The Biochemistry of Fermentation
Alcoholic fermentation is one of humanity's oldest biotechnologies, dating back at least 9,000 years. Yeast cells (Saccharomyces cerevisiae) convert glucose into ethanol and carbon dioxide through a series of enzymatic reactions in the glycolytic pathway. The overall reaction — one molecule of glucose yielding two molecules each of ethanol and CO₂ — is described by the Gay-Lussac equation and sets the theoretical ceiling for ethanol production.
Temperature and Reaction Kinetics
Temperature is the master variable of fermentation. It affects enzyme activity, membrane fluidity, and yeast viability simultaneously. Between 25–35 °C, fermentation proceeds rapidly with high efficiency. Below this range, enzymatic reactions slow according to the Arrhenius equation. Above it, proteins begin to denature and cell membranes lose integrity, producing stressed fermentation that generates unwanted by-products like fusel alcohols and acetaldehydes.
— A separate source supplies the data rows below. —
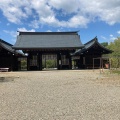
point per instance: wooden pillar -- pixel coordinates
(40, 61)
(70, 62)
(28, 62)
(59, 61)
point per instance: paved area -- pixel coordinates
(59, 95)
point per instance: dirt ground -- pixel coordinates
(59, 95)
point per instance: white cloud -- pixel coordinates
(25, 30)
(11, 33)
(81, 12)
(118, 32)
(112, 38)
(103, 37)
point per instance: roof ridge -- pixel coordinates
(5, 42)
(48, 33)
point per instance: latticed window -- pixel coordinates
(65, 61)
(33, 61)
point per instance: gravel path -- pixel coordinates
(58, 95)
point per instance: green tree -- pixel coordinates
(105, 44)
(115, 47)
(115, 55)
Substrate Inhibition and Osmotic Stress
While more sugar means more potential ethanol, the relationship is not linear. At very high concentrations (above 250 g/L), the osmotic pressure difference across the yeast cell membrane inhibits growth and can trigger plasmolysis. This is why winemakers and distillers carefully control must sugar levels, and why high-gravity brewing requires specially adapted yeast strains capable of tolerating extreme osmotic environments.
Ethanol Toxicity and Fermentation Kinetics
As ethanol accumulates in the fermenting medium, it progressively inhibits yeast metabolism. Ethanol disrupts cell membrane function, denatures intracellular enzymes, and interferes with nutrient transport. Most wild-type Saccharomyces strains are inhibited above 10–12 % v/v ethanol. Industrial strains have been selected or engineered to tolerate up to 18–20 % v/v, but fermentation rate still declines as ethanol concentration rises — a key constraint in biofuel production.